Er machte gestern aber auch deutlich: „Ich hoffe, dass die, die jetzt Pragmatismus predigen, nachher nicht mit der Bürokratie und dem spitzen Bleistift kommen, wie wir es nach 2015 erlebt haben.“ Diesen Verweis auf das Land und seine Finanzierungsverantwortung hatte zuvor schon Maximilian Friedrich (Fraktion Freie Wähler) angemahnt. Auch sei es ein Fehler des Landes gewesen, in den vergangenen Jahren den Abbau von Unterkünften anzuordnen. Diesen Vorwurf versuchte Armin Mößner (CDU-Fraktion) zu entkräften: „Diese aktuelle Entwicklung war nicht absehbar.“ Er wusste aber auch: „Es werden sehr schnell sehr viel mehr Flüchtlinge aus der Ukraine kommen, und wir müssen bei den Unterkünften nachsteuern.“ Die Fraktionen bekundeten ihre Zustimmung für die Einrichtung des Ankunftszentrums im Mönchhof einstimmig. „Die große Hilfsbereitschaft, die überall zu spüren ist, stimmt mich zuversichtlich, dass wir gemeinsam mit unseren Städten und Gemeinden auch diese Herausforderung bewältigen werden“, so Landrat Sigel.

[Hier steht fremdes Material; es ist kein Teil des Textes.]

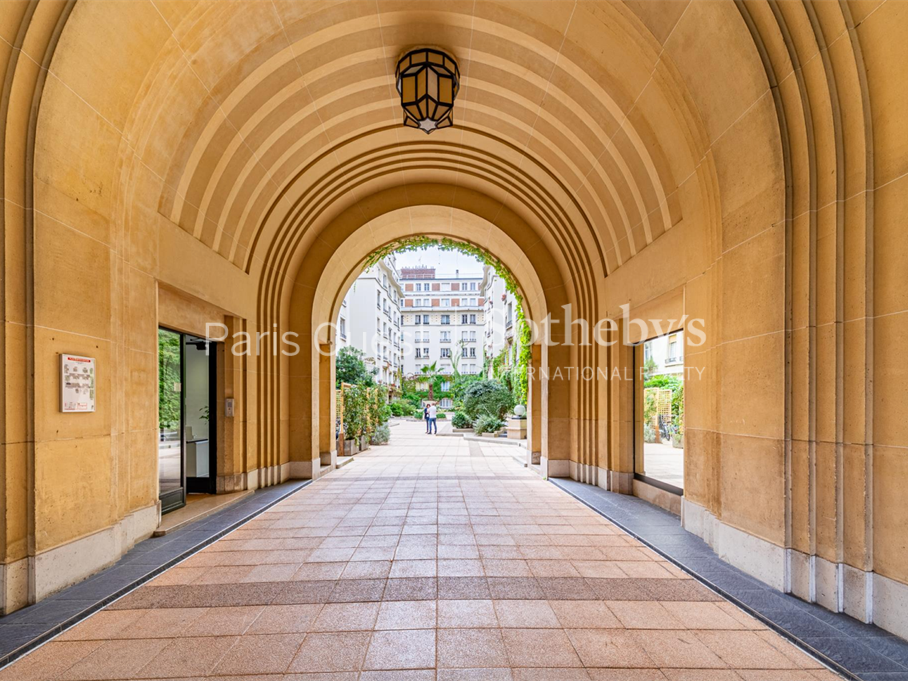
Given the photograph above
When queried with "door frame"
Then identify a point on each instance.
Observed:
(206, 485)
(171, 501)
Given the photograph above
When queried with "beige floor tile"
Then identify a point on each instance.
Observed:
(401, 649)
(539, 648)
(526, 614)
(471, 648)
(459, 614)
(331, 653)
(407, 615)
(346, 617)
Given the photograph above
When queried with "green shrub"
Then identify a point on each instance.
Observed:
(356, 410)
(401, 408)
(488, 424)
(461, 420)
(487, 398)
(382, 435)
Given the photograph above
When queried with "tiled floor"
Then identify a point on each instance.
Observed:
(423, 561)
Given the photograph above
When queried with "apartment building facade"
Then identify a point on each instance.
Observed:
(370, 320)
(443, 321)
(500, 315)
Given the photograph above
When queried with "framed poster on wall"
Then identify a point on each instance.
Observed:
(77, 383)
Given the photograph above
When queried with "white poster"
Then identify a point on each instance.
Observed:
(77, 383)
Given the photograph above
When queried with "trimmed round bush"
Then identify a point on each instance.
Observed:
(382, 435)
(487, 398)
(461, 420)
(488, 424)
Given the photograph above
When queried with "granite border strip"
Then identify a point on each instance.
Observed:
(235, 515)
(786, 633)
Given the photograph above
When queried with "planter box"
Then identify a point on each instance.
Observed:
(517, 429)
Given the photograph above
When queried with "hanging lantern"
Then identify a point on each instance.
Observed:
(427, 82)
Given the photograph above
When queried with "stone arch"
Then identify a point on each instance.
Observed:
(324, 276)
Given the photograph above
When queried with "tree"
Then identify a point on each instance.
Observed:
(487, 398)
(430, 374)
(168, 376)
(351, 368)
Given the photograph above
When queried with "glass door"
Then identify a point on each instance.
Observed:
(187, 399)
(200, 400)
(171, 482)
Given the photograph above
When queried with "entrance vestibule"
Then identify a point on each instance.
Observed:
(187, 444)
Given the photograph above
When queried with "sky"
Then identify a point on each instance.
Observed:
(444, 262)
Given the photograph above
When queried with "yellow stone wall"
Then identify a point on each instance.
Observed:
(737, 162)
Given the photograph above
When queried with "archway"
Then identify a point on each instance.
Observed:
(748, 163)
(324, 278)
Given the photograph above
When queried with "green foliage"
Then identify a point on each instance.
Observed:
(460, 385)
(365, 410)
(676, 385)
(519, 378)
(461, 420)
(352, 369)
(663, 381)
(168, 375)
(678, 409)
(378, 410)
(487, 397)
(488, 423)
(400, 407)
(516, 377)
(356, 410)
(382, 435)
(649, 406)
(649, 368)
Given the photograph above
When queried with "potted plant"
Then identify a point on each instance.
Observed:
(488, 425)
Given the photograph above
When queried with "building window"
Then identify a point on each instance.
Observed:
(674, 349)
(661, 424)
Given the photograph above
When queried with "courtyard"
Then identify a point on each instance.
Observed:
(432, 558)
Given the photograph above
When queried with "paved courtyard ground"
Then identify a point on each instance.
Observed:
(432, 558)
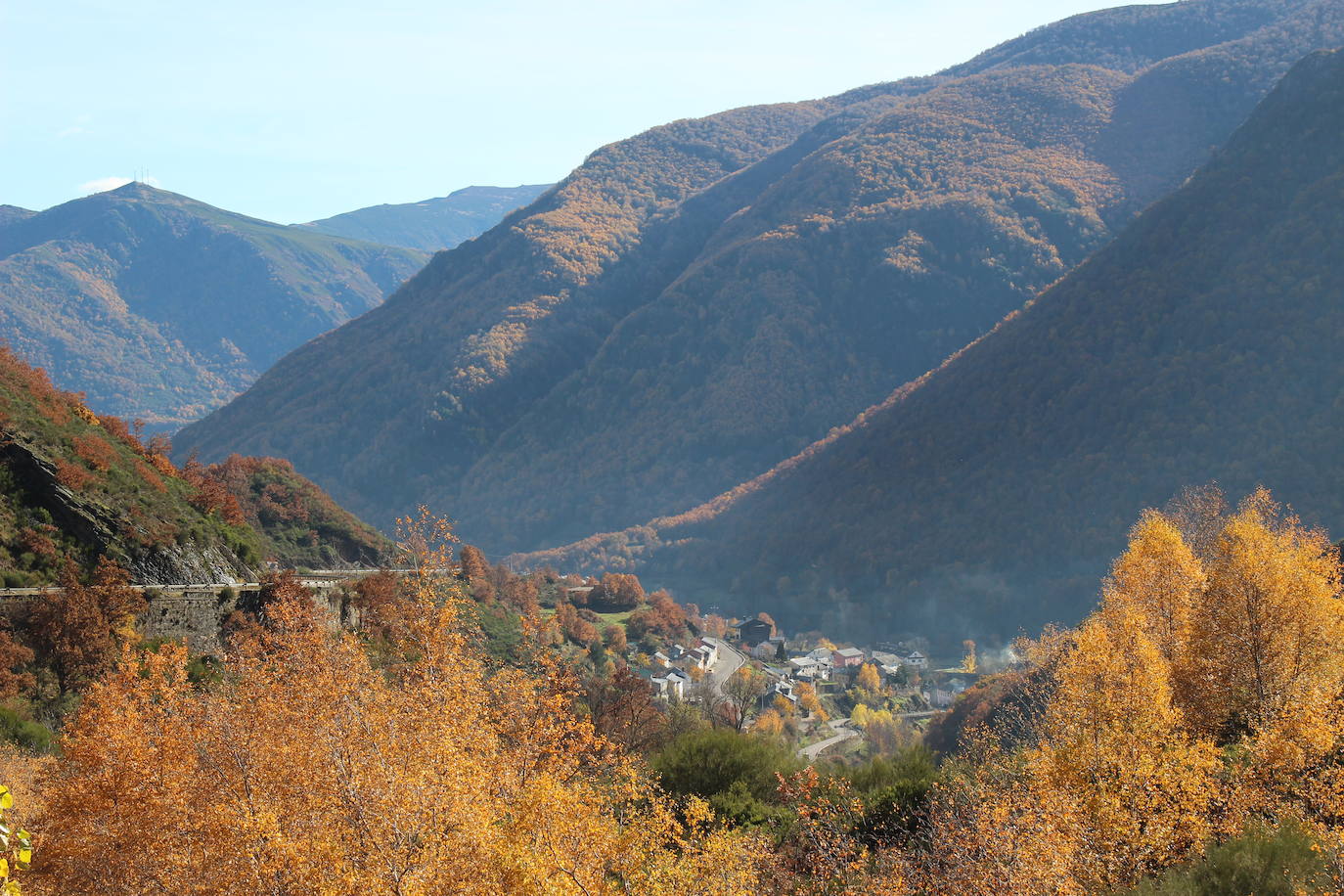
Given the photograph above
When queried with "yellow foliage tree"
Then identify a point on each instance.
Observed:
(769, 723)
(1116, 758)
(1268, 628)
(311, 770)
(1160, 576)
(808, 701)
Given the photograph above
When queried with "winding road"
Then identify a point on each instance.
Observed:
(843, 733)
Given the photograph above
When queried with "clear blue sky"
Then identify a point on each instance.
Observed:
(298, 109)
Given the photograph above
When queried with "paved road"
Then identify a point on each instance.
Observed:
(843, 733)
(730, 659)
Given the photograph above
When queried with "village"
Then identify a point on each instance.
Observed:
(829, 700)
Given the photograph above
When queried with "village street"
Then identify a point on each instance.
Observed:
(730, 659)
(841, 734)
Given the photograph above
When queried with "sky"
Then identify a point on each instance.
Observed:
(293, 111)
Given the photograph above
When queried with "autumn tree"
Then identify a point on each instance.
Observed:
(615, 591)
(82, 626)
(1116, 759)
(1268, 625)
(477, 572)
(622, 709)
(663, 617)
(1159, 575)
(614, 639)
(743, 688)
(769, 723)
(869, 680)
(808, 701)
(306, 769)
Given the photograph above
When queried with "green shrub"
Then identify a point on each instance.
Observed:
(1265, 861)
(29, 735)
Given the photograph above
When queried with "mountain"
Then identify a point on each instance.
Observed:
(298, 524)
(987, 496)
(704, 299)
(75, 485)
(158, 306)
(434, 223)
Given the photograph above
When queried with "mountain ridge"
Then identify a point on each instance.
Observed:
(430, 225)
(161, 306)
(991, 492)
(664, 357)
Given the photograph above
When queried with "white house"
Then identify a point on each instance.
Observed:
(809, 669)
(671, 686)
(915, 659)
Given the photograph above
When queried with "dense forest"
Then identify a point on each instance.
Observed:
(985, 496)
(162, 308)
(78, 488)
(701, 301)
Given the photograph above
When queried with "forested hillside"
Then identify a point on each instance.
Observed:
(75, 486)
(1202, 344)
(298, 522)
(434, 223)
(704, 299)
(78, 486)
(161, 308)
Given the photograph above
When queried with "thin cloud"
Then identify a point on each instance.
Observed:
(104, 184)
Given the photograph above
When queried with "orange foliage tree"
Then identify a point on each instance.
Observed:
(308, 769)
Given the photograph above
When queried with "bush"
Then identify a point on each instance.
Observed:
(1266, 861)
(29, 735)
(711, 762)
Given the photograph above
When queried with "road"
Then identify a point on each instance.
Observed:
(730, 659)
(837, 726)
(312, 579)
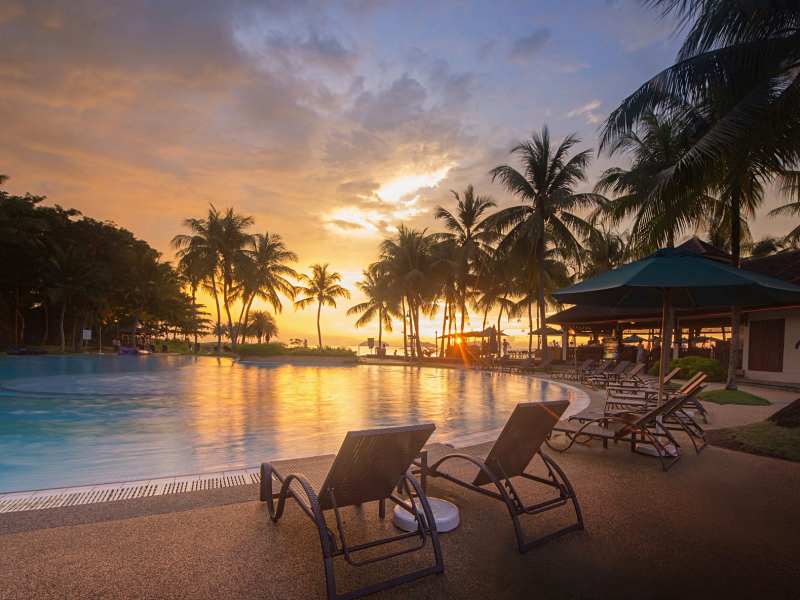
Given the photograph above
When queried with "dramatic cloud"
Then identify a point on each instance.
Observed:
(526, 47)
(329, 123)
(587, 111)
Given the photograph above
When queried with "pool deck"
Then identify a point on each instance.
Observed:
(719, 524)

So ist die Unterbringung von Flüchtlingen geregelt

Drei Stufen Das aus dem Jahre 2015 bekannte dreistufige System zur Unterbringung kommt bei Ukraine-Flüchtlingen nicht durchgängig zum Einsatz. Im dreistufigen System kommen die Flüchtlinge zunächst in einer Landeserstaufnahmeeinrichtung (LEA) an, werden dort registriert und können ihren Asylantrag stellen.

Kreis und Kommunen Nach einigen Wochen werden die Flüchtlinge einer Gemeinschaftsunterkunft des Landkreises (GU) zugewiesen. Nach Abschluss des Asylverfahrens oder spätestens nach 24 Monaten werden sie in der kommunalen Anschlussunterbringung (AU) untergebracht.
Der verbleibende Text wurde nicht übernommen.